The Exterminating Angel
by Alexa Dalby[rating=4]
CAUTION: Here be spoilers
Salma Hayek is Beatriz, an alternative therapist who feels the earth needs healing. She’s an inspirational healer in a public cancer treatment centre. Stranded in the upmarket Newport Beach mansion of one of her wealthy private clients Cathy (Connie Britton) after giving her a holistic massage, she’s invited to the dinner party she’s holding to celebrate her husband’s (David Warshofsky) lucrative business deal. Beatriz was the healer who helped her daughter during her cancer treatment, and Cathy describes her to the other guests patronisingly as a family friend, though clearly she is a subordinate.
The guest of honour at the dinner is arrogant, billionaire Trumpian property developer Greg Strutt (John Lithgow), who is happy to rape and destroy the environment through his business deals building hotels and golf courses, since he believes that we’re all going to die anyway so we might as well have fun. And having fun, for him and all the dinner party guests (Chloë Sevigny, Jay Duplass, Amy Landecker) consists of making, and bragging about having made, obscene amounts of money by exploiting their position as ‘haves’ over the ‘have-nots’. Beatriz’s family originally left their village in Mexico when it was destroyed by one such similar development.
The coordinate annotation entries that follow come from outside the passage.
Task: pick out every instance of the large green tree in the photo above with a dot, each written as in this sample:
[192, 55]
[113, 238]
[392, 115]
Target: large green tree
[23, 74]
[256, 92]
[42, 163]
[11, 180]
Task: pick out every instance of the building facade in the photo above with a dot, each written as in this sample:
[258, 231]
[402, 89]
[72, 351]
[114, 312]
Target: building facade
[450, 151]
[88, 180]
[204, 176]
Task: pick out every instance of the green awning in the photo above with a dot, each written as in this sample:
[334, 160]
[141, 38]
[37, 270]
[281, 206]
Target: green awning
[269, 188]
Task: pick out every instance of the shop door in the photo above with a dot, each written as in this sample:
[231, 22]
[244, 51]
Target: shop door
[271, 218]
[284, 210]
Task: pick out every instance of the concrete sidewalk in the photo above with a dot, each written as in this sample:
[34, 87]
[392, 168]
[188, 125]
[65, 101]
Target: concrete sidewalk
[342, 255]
We see Beatriz is a serious outsider, still dressed in her work clothes, in contrast to the trivial gossip and inconsequentiality of the conversation of the gaudily dressed wives. Initially she is just as awkward about staying for dinner as her host and hostess were when they insisted she stayed. But we also see her quietly observing and assessing her fellow guests and the effective music (by Mark Mothersbaugh) hints that it can’t end well. Expected to stay tactfully in the background, and at first treated as one of the help by Strutt, after a few glasses of white wine, Beatriz has no inhibitions about challenging the prevailing capitalist ideology and superficiality she is surrounded by.
What initially seems to be a fish-out-of-water comedy of manners takes a more dangerous turn after dinner. Beatriz has been set up from the start as a humanitarian but also a somewhat extreme animal lover – she keeps one of her pet goats in her bedroom because her neighbour strangled her other one. So when Strutt starts to show photos of the big game he has slaughtered on his African safaris, she cracks and her anger explodes to the embarrassment of all, who are toadying to him. But meanwhile the film has been illuminated by Wyatt Garfield’s cinematography, which bathes the Spanish-style mansion in a golden glow, creates a blue midnight that highlights burning lanterns and the silver of the sea and flashbacks into the idyllic, peaceful rivers and the mangroves of Beatriz’s childhood.
The unspoken tensions of the fateful, Buñuelian dinner itself are portrayed by cutting between close-ups of restless faces, grimacing, reacting, all alert to social nuances – hostess Cathy trying to hide her panic and improvise a plan to salvage the evening. And maybe even the obsequious butler (John Early), so assiduously keeping the privileged couples supplied with constantly refreshed glasses, is secretly despising them in his manner.
It’s a clash of two opposing world views that affect the planet, with the unspoken realisation that the time has come when we must choose between them. Despite a magical realism detour into revenge at one point, the film ends with thought-provoking surprise. It’s one not to miss.
Beatriz at Dinner is showing in the Sundance London film festival.